Contents: Happy (4:02) — I got you (3:47) — Love letter (4:02) — Can't breathe (4:15) — You don't care (4:04) — Outta my head (3:41) — Brave (3:38) — My hands (4:14) — Alive (3:30) — Don't let me down (4:36) — Fly here now (3:42) — Broken (4:04) — Lost then found (feat. OneRepublic) (4:02).
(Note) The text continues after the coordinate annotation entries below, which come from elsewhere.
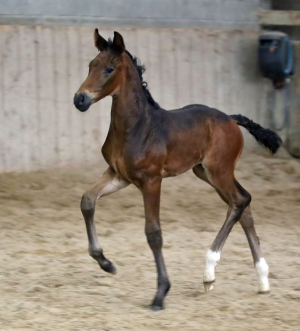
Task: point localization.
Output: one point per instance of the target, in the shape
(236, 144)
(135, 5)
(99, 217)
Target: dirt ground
(49, 282)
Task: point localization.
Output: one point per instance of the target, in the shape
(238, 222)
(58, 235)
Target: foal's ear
(100, 42)
(118, 42)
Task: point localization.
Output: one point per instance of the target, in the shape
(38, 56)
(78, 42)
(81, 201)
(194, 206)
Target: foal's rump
(200, 115)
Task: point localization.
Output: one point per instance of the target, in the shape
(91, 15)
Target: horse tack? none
(146, 143)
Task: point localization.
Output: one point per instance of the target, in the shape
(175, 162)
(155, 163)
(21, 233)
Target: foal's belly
(178, 163)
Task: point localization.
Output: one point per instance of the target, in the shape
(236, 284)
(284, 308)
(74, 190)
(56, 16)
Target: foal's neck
(130, 103)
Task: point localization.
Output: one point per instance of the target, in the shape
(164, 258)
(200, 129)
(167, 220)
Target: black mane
(141, 68)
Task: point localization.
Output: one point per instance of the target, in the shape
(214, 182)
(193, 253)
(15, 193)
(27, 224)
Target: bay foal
(146, 143)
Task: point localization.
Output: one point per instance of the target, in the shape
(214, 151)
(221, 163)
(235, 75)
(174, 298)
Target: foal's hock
(145, 143)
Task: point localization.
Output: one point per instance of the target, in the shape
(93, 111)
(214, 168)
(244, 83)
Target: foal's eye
(108, 71)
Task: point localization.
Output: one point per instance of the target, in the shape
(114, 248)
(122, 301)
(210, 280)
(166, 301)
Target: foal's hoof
(208, 286)
(108, 267)
(156, 308)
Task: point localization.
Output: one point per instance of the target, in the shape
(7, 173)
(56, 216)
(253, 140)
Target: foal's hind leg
(151, 194)
(109, 183)
(248, 226)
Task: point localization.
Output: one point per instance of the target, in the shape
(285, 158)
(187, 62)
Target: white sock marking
(212, 259)
(263, 272)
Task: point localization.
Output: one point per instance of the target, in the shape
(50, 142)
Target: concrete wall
(230, 14)
(42, 67)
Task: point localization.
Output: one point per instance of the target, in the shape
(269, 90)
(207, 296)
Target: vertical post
(293, 130)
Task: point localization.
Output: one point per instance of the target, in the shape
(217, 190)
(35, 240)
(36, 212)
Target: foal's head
(105, 70)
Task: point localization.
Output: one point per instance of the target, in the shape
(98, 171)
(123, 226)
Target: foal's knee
(242, 203)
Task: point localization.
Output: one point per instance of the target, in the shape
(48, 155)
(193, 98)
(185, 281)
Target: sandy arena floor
(49, 282)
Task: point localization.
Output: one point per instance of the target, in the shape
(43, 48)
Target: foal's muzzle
(82, 101)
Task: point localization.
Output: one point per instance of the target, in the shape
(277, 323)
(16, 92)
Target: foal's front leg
(109, 183)
(151, 194)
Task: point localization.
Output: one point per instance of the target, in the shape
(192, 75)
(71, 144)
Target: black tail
(265, 137)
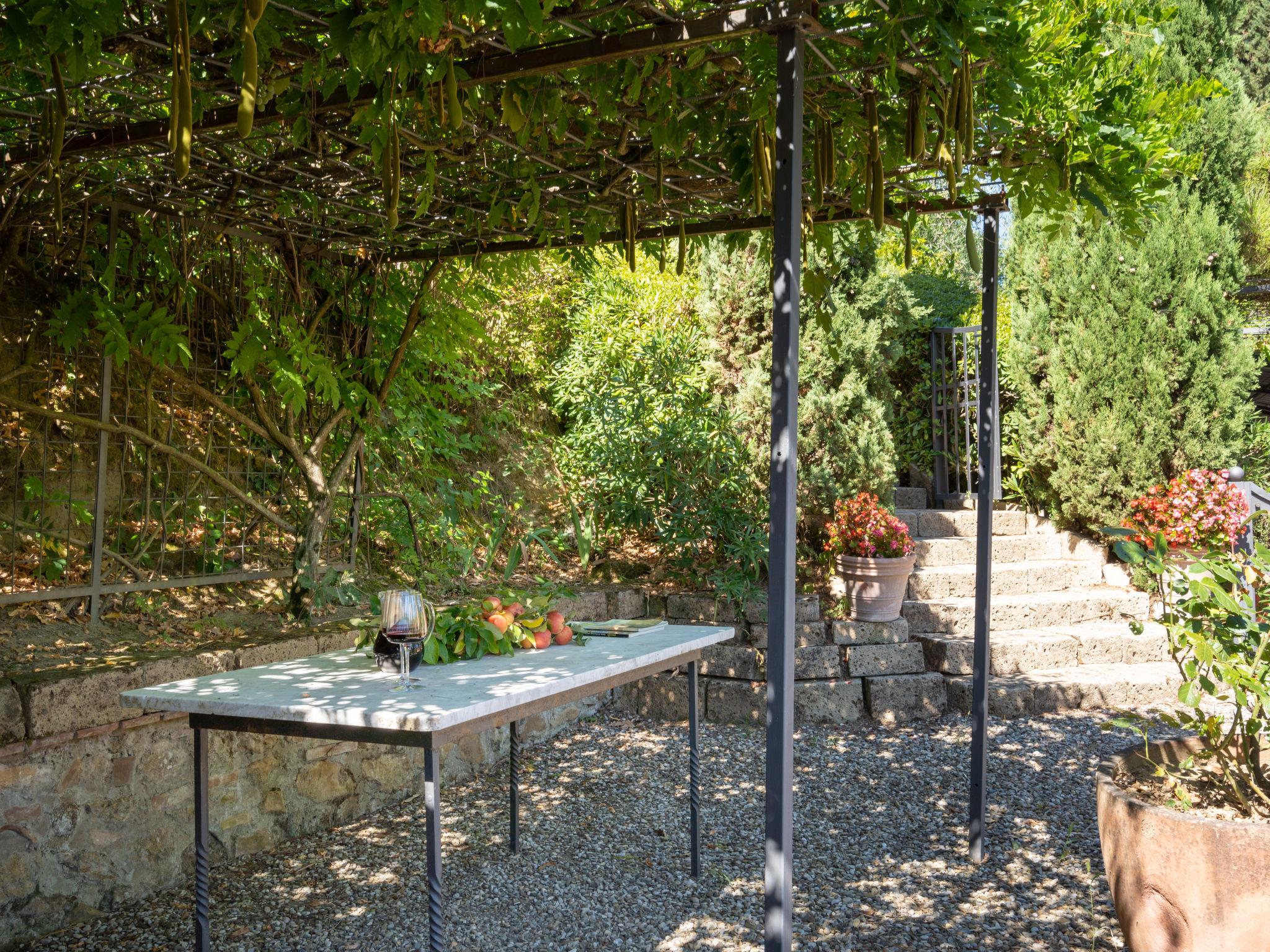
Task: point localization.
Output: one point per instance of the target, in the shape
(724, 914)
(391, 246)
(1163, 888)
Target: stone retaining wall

"Leona Lewis clearly hasn't heard of the sophomore slump. In fact, Echo is a more resounding success than Spirit, the British singer's platinum 2007 debut. From soul-stirring ballads to pulsating techno jams, the new CD is more varied musically and more vibrant lyrically (with Lewis cowriting 10 tunes). It all gives the diva a chance to show off her formidable vocal range. She hits the right emotional notes on cuts like the hidden track 'Stone Hearts & Hand Grenades,' a poetic declaration of commitment. The haunting highlight, though, is 'Don't Let Me Down,' which comes with a bonus assist from Justin Timberlake" (Ivory Jeff Clinton, "Music: Pop," People, 11/23/09, p. 47).
Tuesday, January 05, 2010
Ben Greenman on Chuck Berry
"In 2007, Hip-O released a four-CD set of Berry’s complete Chess recordings from the fifties. The sequel, 'You Never Can Tell: His Complete Chess Recordings 1960-66,' is available now, and it’s at once more uneven and more fascinating than its predecessor. The reasons are as biographical as they are artistic: in the late fifties, Berry transported (by car, of course) a young woman from Texas to Missouri and was subsequently convicted of violating the Mann Act. The original sentence was five years and a five-thousand-dollar fine; upon appeal, Berry went away from February, 1962, until October, 1963. The prison sentence sidetracked one of the most successful careers in rock and roll, but it also served to cook it until it was hot. While Berry was away, new acts like the Beatles and the Beach Boys recorded his songs so often and with such enthusiasm that his audience grew, even as he sat still. And he wasn’t exactly sitting still: he was reading up on business and law and also writing songs. … Berry … tears through 'Dear Dad,' one of his shortest, finest car songs. Elsewhere on the set, there are pleasurable oddities … and buried-treasure originals ('You Two,' 'Trick or Treat')" ("Pop Notes," New Yorker, 3/16/09).
Monday, January 04, 2010
Daniel Stephen Johnson on "2001"
"In a sense, when composer/bassist Jack Vees began to write Party Talk for chamber ensemble and narrator, the words came first. Vees, a featured composer at the Yale School of Music's New Music New Haven concert this week, had stumbled years earlier on a Japanese friend's guide to American party etiquette. … As we chatted in the suite of recording studios under Sprague Hall, Vees suggested that working with an extra-musical element — text, images, drama — might also give the composer a kind of permission to experiment in sound without losing the audience's patience. For example: 'Throughout the past couple of centuries, the way audiences encountered new sounds, the way instruments got introduced into the orchestra, was often through opera.' Or in film works — 'especially in film works!' he says — like 2001, in which György Ligeti's Requiem and Atmosphères, both dense and dissonant works, become emotionally comprehensible to the novice listener thanks, in part, to its juxtaposition with Kubrick's cinematic imagery. And so it is with Party Talk" ("Music: Monologues, Monoliths," New Haven Advocate, 11/19/09, p. 42).